NixOS / nixpkgs

Nix Packages collection & NixOS
MIT License
18.19k stars 14.2k forks source link

nixos/virtualisation.oci-containers: --cidfile flag breaks podman containers running in rootless mode. #207050

Open busti opened 1 year ago

busti commented 1 year ago

Describe the bug

A recent pull request #177406 added the flag --cidfile=/run/podman-${escapedName}.ctr-id to the systemd service generated by the config option defined virtualisation.oci-containers.containers.<name> when running podman. https://github.com/NixOS/nixpkgs/blob/nixos-unstable/nixos/modules/virtualisation/oci-containers.nix#L267

However, when running the container in user mode and not as root, by modifying the generated systemd service after the fact, the user running it is not allowed to write that cidfile since /run is owned by root.

This kind of defeats the purpose of using podman since it explicitly exists to run rootless containers.

I am not certain how to best approach this, since I don't know where the cidfile should be written in user mode.
However, I'd be happy to contribute.

Steps To Reproduce

  1. Set the container engine to podman:
    virtualisation = {
     podman.enable = true;
     oci-containers.backend = "podman";
    };
  2. Setup any container using virtualisation.oci-containers.containers.foobar = { ??? }
  3. Create a user to run our container:
    users.users.foobar = {
      isNormalUser = true;
      extraGroups = [ "oci" ];
    };
  4. Modify the systemd service generated by the above option to run as our user:
    systemd.services.podman-foobar = {
     wantedBy = [ "default.target" ];
     after = [ "network.target" ];
     description = "foobar pod";
     serviceConfig = {
       User = "foobar";
       WorkingDirectory = "/home/foobar";
     };
    };

Expected behavior

The container can be started and stopped by the systemd service.

Actual behavior

The container fails to start since it cannot write to /run, permission denied.

Notify maintainers

@davidkna - Added the flag to the configuration @flokli - Merged the commit

davidkna commented 1 year ago

I think --cidfile=%t/%n.ctr-id might work, assuming systemd expands it to something sensible for rootless containers. This would require moving to ExecStart because it's a systemd variable. podman generate systemd --new uses it for both in case of root and rootless containers.

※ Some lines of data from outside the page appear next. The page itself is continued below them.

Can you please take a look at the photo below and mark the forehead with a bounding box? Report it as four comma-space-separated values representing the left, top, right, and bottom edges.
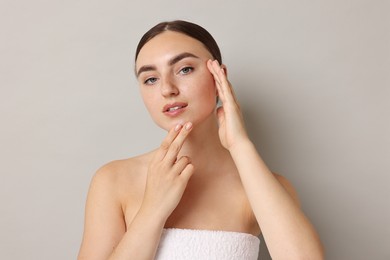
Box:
136, 31, 212, 68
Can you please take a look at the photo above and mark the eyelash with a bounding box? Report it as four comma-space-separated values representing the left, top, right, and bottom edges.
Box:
179, 66, 194, 75
144, 66, 194, 85
144, 77, 157, 85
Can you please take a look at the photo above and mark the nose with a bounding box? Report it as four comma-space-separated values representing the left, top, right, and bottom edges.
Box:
161, 78, 179, 97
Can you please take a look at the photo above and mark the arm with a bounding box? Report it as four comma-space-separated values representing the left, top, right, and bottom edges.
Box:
78, 124, 193, 260
208, 61, 323, 259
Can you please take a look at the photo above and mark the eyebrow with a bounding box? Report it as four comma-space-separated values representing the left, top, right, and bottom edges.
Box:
137, 52, 199, 78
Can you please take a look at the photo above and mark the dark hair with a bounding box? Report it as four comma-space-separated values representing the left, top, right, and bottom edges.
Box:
135, 20, 222, 64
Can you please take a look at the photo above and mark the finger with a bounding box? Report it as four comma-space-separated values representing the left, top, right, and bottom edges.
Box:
164, 122, 192, 164
155, 124, 183, 161
208, 60, 236, 103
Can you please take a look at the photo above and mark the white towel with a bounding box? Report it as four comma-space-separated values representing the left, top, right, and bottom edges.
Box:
155, 228, 260, 260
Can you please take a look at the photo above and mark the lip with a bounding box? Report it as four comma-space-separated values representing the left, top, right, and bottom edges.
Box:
162, 102, 188, 116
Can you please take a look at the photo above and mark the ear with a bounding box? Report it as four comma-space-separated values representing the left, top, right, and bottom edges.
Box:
221, 64, 227, 76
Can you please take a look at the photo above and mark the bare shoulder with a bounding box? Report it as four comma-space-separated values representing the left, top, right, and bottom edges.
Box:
93, 152, 153, 185
79, 151, 156, 259
273, 173, 300, 205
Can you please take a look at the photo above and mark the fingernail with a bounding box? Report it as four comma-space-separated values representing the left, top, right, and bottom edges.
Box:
175, 124, 181, 132
186, 122, 192, 130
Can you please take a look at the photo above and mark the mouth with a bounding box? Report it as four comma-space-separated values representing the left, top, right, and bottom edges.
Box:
163, 102, 188, 115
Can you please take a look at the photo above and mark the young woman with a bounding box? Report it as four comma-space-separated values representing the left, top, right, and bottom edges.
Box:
79, 21, 323, 260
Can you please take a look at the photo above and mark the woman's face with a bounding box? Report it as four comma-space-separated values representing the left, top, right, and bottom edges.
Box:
136, 31, 216, 130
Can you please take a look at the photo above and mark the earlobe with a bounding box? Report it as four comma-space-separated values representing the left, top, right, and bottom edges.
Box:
221, 64, 227, 76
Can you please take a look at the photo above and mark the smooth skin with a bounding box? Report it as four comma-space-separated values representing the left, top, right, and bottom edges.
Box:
78, 32, 324, 260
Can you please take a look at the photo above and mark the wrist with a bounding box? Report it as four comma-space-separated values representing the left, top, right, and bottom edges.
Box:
228, 138, 255, 156
136, 206, 168, 228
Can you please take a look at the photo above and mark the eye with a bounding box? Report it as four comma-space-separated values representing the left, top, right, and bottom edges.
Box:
144, 77, 157, 85
179, 67, 194, 75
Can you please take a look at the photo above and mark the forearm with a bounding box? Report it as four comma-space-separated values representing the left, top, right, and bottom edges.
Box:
109, 209, 165, 260
230, 140, 322, 259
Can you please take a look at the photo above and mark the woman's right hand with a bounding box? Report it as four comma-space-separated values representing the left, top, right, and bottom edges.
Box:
141, 122, 194, 221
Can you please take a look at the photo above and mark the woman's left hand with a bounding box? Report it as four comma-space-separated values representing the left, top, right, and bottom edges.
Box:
207, 60, 249, 150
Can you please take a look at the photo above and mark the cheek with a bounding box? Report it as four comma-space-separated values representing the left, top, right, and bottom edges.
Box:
141, 91, 157, 114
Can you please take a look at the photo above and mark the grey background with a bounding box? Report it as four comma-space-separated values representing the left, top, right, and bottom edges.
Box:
0, 0, 390, 259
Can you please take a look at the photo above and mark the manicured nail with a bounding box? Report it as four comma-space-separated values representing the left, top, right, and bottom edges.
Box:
175, 124, 182, 132
186, 122, 192, 130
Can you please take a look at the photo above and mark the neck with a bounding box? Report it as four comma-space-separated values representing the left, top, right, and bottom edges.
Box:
179, 115, 231, 173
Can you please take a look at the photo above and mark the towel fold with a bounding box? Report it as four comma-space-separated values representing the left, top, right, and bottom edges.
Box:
155, 228, 260, 260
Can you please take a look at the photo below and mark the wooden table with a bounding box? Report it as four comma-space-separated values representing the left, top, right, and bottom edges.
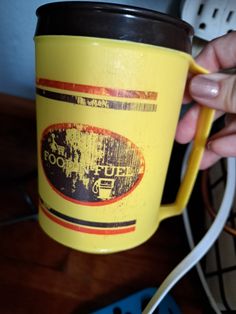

ca5ua1 commented 1 year ago

Same here for me, as new to NixOS it is really confusing why containers don't work and give: (code=exited, status=125)

flokli commented 1 year ago

cc @adisbladis

busti commented 1 year ago

I have done some more digging on this, it seems more difficult than I initially thought.
From what I know, %t cannot simply be used with system services since it always evaluates to /run unless $XDG_RUNTIME_DIR is set, which it never is when running a systemd service on system level, even when a serviceConfig.User is set.
The variable is usually provided by pam_systemd which does not apply here.

XDG_RUNTIME_DIR usually evaluates to /var/run/$(id -u), but we cannot simply set it in the Environment section of the service config since that does not evaluate commands.

We cannot run it with DynamicUser=yes either, since it prevents uid mappings, which causes chown to fail inside the container, see https://github.com/containers/podman/issues/12424

We could run it as a proper user service, with lingering, but that falls outside of the domain of nixos and should be done by home manager.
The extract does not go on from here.